Selecting the broader approach, Franson looked to jurisprudence indicating that the kinds of discrimination targeted by the law are meant to be illustrative only and declared that there was “little doubt the decision to have an abortion is a personal ‘choice[] fundamental to a person’s identity, beliefs and self-definition.’ ” He added:

“The fact the [cited cases quote from]…a decision overruled by Dobbs…does not undermine the court’s description of how the choice to continue or terminate a pregnancy is viewed under California law.”

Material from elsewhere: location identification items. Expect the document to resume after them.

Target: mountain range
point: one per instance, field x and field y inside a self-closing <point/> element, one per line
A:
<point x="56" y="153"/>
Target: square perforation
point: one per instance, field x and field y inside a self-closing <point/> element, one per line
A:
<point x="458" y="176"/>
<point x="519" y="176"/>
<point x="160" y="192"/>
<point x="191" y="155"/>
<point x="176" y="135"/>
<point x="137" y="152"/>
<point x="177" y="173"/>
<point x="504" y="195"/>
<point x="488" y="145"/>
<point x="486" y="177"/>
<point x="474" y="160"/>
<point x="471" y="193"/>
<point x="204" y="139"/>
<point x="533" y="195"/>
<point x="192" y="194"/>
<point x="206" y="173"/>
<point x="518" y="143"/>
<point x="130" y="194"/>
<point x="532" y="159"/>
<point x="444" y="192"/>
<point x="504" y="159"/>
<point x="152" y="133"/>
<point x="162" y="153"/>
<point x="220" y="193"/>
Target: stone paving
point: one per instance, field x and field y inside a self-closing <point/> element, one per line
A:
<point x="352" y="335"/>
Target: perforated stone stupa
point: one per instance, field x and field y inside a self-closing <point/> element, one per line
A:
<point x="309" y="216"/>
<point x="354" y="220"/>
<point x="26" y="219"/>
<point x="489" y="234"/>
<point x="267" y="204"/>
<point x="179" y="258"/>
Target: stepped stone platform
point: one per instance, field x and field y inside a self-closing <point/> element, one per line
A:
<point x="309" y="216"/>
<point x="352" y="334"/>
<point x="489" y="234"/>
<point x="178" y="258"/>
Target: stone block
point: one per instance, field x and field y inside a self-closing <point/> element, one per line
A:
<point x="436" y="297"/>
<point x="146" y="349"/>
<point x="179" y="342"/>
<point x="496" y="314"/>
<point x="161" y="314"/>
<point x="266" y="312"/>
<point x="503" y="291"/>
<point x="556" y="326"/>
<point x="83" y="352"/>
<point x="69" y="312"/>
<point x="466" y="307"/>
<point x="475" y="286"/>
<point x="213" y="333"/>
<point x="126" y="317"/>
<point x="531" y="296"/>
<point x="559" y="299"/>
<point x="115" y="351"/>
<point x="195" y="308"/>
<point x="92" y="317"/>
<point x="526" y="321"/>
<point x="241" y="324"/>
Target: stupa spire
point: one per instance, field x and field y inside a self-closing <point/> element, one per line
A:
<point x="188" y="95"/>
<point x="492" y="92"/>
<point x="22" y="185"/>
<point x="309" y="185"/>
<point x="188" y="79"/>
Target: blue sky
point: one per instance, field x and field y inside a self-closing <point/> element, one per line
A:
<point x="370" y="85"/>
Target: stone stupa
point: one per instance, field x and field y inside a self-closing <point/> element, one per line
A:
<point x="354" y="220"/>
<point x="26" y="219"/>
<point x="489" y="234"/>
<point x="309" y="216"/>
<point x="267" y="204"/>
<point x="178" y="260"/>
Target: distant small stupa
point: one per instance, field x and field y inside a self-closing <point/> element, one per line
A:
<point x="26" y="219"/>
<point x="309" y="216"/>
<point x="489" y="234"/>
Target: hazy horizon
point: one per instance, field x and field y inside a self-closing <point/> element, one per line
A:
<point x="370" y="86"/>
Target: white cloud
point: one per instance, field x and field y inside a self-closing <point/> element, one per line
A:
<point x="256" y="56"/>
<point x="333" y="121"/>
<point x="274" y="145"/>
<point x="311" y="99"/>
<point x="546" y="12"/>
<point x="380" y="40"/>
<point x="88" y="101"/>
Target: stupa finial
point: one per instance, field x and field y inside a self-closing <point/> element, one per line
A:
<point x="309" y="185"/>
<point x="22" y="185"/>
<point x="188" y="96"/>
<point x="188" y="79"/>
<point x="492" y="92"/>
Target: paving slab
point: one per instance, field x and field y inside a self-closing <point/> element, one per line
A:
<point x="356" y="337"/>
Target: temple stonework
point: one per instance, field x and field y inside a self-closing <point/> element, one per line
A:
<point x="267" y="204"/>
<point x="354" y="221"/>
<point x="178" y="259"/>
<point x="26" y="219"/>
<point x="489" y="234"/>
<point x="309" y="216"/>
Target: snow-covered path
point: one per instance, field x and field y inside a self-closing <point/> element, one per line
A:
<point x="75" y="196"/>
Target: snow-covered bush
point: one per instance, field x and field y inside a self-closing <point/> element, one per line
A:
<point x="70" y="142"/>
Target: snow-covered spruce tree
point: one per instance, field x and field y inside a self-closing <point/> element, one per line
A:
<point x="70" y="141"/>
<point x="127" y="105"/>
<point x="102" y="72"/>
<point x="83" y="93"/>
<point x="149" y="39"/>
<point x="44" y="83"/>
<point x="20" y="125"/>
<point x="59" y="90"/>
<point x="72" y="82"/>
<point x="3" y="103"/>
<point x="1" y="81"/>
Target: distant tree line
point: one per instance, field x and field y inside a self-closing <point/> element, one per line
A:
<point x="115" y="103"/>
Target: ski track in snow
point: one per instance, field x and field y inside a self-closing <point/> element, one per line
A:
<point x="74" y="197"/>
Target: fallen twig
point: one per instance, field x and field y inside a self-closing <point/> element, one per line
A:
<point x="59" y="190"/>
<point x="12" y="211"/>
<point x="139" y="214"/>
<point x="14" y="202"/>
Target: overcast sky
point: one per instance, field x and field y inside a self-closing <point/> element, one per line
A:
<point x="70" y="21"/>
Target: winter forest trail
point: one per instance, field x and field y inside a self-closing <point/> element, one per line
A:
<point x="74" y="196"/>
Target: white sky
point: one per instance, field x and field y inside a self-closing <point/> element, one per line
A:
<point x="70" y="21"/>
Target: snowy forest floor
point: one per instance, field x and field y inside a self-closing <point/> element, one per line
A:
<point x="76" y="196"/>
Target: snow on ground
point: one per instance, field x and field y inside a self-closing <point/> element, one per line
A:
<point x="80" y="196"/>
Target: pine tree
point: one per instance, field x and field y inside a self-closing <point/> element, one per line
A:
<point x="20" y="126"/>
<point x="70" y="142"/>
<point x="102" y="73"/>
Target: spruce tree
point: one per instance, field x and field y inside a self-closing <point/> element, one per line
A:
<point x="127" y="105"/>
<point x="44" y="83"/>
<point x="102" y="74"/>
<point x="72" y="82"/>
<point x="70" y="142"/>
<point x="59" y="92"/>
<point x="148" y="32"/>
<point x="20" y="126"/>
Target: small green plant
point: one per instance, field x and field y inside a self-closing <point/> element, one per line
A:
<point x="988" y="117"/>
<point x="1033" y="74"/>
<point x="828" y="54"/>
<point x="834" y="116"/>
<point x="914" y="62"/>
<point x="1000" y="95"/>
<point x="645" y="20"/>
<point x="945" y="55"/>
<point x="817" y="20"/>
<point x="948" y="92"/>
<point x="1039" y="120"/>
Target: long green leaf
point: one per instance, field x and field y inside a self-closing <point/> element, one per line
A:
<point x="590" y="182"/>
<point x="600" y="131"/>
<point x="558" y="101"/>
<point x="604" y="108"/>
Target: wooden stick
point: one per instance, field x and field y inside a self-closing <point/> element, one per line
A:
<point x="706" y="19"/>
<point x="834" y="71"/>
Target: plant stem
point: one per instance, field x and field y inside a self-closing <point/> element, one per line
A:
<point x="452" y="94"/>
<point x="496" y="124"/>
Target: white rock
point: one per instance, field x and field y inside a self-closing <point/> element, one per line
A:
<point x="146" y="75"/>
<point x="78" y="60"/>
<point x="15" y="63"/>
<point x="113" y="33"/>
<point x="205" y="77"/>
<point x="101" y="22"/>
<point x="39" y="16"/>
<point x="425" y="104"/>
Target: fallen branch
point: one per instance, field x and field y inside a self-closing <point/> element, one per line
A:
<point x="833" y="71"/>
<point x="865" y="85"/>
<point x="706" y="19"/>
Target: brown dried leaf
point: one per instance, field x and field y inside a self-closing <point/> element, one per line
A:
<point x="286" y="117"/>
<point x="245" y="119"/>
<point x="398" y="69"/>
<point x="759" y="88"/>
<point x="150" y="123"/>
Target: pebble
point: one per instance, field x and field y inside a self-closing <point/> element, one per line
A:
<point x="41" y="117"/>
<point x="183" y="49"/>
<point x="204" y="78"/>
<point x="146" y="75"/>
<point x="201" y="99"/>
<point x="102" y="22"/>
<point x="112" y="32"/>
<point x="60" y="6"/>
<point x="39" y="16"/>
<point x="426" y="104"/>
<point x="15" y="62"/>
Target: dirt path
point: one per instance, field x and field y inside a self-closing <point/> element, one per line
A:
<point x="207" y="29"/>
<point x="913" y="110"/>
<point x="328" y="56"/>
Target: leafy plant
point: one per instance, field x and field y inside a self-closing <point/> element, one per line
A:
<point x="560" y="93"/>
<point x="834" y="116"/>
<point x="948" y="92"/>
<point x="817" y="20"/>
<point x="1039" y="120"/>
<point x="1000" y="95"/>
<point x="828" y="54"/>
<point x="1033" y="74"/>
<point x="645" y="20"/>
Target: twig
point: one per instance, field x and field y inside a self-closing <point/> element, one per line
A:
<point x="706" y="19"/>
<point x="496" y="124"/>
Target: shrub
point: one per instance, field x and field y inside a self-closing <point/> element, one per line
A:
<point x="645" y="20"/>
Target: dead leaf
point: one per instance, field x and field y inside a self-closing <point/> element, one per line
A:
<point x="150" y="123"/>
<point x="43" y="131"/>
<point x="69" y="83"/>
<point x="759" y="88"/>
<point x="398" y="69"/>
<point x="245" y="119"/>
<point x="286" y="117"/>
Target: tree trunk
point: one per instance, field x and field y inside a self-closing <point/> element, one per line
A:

Addressing the standing of the property owners to raise §53 as a defense to the injunctive relief sought, he said:

“[W]e conclude such defendants have standing to argue a restriction violates a fundamental public policy because it interferes with the constitutional rights of third parties who might patronize the business being operated on the property.”

The case is Tulare Medical Center Property Owners Association v. Valdivia, 2026 S.O.S. 966.